Portraits fantômes : Recife, je t’aime !

La découverte d’un cinéaste et l’envie de le suivre au fil de ses projets constituent très souvent l’une des joies de spectateur et encore plus de critique. En 2014, Kleber Mendonça Filho réalisait son (formidable) premier long métrage, Les Bruits de Recife, remarqué à juste titre pour sa façon de filmer la ville, l’espace. Une thématique reprise dans Aquarius (2016) et dans Bacurau (2019).Que le cinéaste choisisse de réaliser un documentaire personnel sur sa ville de Recife n’est, somme toute, qu’une suite logique dans une filmographie d’une cohérence remarquable.
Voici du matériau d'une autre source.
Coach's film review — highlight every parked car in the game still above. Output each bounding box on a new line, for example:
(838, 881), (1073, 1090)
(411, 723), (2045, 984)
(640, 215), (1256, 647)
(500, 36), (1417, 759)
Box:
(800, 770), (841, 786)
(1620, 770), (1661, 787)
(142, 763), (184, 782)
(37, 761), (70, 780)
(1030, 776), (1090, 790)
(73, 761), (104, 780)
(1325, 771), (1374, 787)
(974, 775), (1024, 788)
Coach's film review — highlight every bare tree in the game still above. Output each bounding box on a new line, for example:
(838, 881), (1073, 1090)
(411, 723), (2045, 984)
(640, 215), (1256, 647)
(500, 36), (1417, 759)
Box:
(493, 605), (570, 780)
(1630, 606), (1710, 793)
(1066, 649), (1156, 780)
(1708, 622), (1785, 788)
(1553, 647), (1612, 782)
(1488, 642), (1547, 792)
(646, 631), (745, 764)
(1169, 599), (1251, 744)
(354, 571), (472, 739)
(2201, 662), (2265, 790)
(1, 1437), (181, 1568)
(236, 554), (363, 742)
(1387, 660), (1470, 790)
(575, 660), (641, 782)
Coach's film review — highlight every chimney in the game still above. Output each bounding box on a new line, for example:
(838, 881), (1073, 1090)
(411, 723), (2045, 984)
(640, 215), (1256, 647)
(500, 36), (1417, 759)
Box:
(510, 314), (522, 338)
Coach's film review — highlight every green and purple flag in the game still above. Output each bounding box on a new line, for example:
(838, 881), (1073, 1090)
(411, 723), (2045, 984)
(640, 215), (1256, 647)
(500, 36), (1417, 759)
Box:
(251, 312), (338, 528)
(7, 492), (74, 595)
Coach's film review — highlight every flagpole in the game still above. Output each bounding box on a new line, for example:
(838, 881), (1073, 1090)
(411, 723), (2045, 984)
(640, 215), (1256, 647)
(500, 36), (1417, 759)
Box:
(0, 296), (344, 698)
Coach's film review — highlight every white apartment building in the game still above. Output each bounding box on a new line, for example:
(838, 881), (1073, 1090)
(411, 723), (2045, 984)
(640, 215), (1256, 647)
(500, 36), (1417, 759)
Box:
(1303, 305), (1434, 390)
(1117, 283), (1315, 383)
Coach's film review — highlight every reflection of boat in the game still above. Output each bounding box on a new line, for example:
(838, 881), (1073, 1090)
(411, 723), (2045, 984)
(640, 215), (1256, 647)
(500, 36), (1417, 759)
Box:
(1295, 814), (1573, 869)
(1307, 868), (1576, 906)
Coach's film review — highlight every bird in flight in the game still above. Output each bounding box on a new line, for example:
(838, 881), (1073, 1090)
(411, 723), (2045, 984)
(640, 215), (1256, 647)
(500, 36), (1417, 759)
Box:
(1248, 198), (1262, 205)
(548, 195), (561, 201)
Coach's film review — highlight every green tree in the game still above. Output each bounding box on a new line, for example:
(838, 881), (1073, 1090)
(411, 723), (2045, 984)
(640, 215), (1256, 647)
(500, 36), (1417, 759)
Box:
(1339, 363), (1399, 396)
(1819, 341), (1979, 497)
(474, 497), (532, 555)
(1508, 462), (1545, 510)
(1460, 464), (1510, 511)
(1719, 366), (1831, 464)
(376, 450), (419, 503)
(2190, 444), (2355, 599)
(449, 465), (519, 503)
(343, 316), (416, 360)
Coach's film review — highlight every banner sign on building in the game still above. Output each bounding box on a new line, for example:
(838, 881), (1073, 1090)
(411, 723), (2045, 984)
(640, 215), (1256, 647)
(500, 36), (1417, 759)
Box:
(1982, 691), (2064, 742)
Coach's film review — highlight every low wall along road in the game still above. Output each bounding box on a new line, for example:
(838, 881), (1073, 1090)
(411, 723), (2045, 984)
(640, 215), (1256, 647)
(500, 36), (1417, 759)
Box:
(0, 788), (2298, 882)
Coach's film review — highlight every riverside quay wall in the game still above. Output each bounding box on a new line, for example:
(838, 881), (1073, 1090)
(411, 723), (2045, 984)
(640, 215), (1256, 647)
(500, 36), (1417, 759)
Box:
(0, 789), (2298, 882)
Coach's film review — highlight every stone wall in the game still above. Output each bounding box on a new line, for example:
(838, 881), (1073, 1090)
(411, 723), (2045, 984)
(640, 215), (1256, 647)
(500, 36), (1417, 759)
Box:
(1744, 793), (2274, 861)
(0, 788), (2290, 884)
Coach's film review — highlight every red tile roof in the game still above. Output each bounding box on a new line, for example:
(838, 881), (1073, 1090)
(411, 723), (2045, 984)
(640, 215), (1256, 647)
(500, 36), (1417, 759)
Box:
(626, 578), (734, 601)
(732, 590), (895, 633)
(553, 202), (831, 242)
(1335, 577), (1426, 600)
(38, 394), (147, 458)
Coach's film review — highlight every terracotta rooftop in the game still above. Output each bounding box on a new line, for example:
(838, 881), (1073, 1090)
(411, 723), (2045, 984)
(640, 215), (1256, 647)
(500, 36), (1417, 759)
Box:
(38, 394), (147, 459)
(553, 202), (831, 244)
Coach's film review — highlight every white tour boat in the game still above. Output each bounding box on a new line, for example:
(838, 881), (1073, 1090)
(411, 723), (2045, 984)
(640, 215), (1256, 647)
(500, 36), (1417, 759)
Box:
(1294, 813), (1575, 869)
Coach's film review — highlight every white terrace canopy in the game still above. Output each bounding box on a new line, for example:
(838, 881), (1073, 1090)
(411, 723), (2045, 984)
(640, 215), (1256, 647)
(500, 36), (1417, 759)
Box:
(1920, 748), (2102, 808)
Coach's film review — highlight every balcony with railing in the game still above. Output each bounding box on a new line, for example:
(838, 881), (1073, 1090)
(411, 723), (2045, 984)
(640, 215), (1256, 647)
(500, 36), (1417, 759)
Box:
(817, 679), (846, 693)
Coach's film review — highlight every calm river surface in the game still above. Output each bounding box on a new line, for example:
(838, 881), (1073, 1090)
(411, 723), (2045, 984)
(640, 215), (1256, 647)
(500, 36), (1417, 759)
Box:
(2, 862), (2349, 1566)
Portraits fantômes est un voyage multidimensionnel dans la ville de Recife, capitale brésilienne de Pernambuco, à travers le temps, le cinéma, le son, l’architecture et l’urbanisme

Présenté en Séance Spéciale au dernier Festival de Cannes, Portraits fantômes est un voyage multidimensionnel dans la ville de Recife, capitale brésilienne de Pernambuco, à travers le temps, le cinéma, le son, l’architecture et l’urbanisme. Cette visite impressionniste est à la fois une cartographie de la ville et un hommage à la salle de cinéma tout au long du XXème siècle. Dans cette déambulation ludique, les individus se confondent avec les personnages, les lieux avec les décors, les paroles avec les dialogues.  

Photographies historiques, archives personnelles, extraits de films amateurs tournés dans sa jeunesse (et plus tard) ou de ses précédents longs métrages s’enchaînent avec une grande fluidité, formant un kaléidoscope passionnant et vivant.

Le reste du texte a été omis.